Ammen Sharp ran this time. He went as fast as he could in the dark of the city’s narrow ways, following one of the possible routes he had plotted in his mind during those long hours of waiting on the tavern’s roof. He did not need the light of day, here amongst the alleys that had once been his father’s domain. Down, down towards the harbour he ran, cutting this way and that, back and forth amongst the crowded ramshackle houses of poor fishermen and shore-scavengers. The bolt-hole he had found for himself, an abandoned kiln in a workshop long ago ruined by fire, awaited him: safe and secret. And as he ran, his mind raced too. He was done with Urik, but a further task remained to him. One more death was required in answer to what had happened in Polochain’s warehouse, and he already knew it would be far more difficult to contrive than Urik’s had been. It might even be beyond him; attempting it might achieve nothing but his own death. Nevertheless, he would try. It was the least his father deserved.
So, somehow, Ammen Sharp would find a way to kill the Shadowhand.
IV
“I heard y
ou had a disagreement with Aewult’s whore.” Roaric nan Kilkry-Haig had an unpleasant, bitter smile on his face as he spoke.
Anyara avoided his gaze. “I thought she was a singer or something,” she said.
“A dancer, once upon a time I think. Still, she loves his wealth, his glory, not him,” Roaric said with a shrug. “Makes her something of a whore, doesn’t it?”

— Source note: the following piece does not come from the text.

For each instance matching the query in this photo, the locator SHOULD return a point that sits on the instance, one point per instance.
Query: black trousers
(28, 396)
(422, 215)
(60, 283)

Lheanor’s son made Anyara uncomfortable. He meant well, she knew. He thought himself a friend and ally of her Blood, and no doubt she could trust him in that. His anger was so raw, though, his character so veined with hostility, that it coloured his every conversation. Anyara suspected that what she saw in him was a distorted reflection of herself as she might have been, had she not learned to hold back bitterness and sorrow by strength of will. She found it ugly.

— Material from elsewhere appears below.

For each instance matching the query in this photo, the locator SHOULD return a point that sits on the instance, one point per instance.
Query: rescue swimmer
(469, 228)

They rode together down towards the harbour. Coinach was, as always now, at Anyara’s side. Roaric’s Shield boasted half a dozen burly members, and they had taken the lead, barging a path through the crowds of Sea Street. A sealer’s boat had arrived that morning, carrying sick and exhausted survivors of the fall of Glasbridge. Their own flimsy vessel had been driven ashore on Il Anaron’s bleak northern coastline, after drifting, without stores of food or water, for a long time. Roaric meant to see to their care himself, and had invited Anyara to come with him.
“Anyway, I was pleased to hear you had put her in her place,” the Bloodheir continued. “She imagines herself untouchable merely because she shares Aewult’s bed. As if such things counted for anything here. She’d do well to learn a little discretion.”
“I was told Aewult is leaving, in any case,” said Anyara. She had no wish to dwell on her encounter with Ishbel. Even the memory of it made her angry, at both Ishbel and herself. It had been an act of weakness to so deliberately pick an argument with the woman.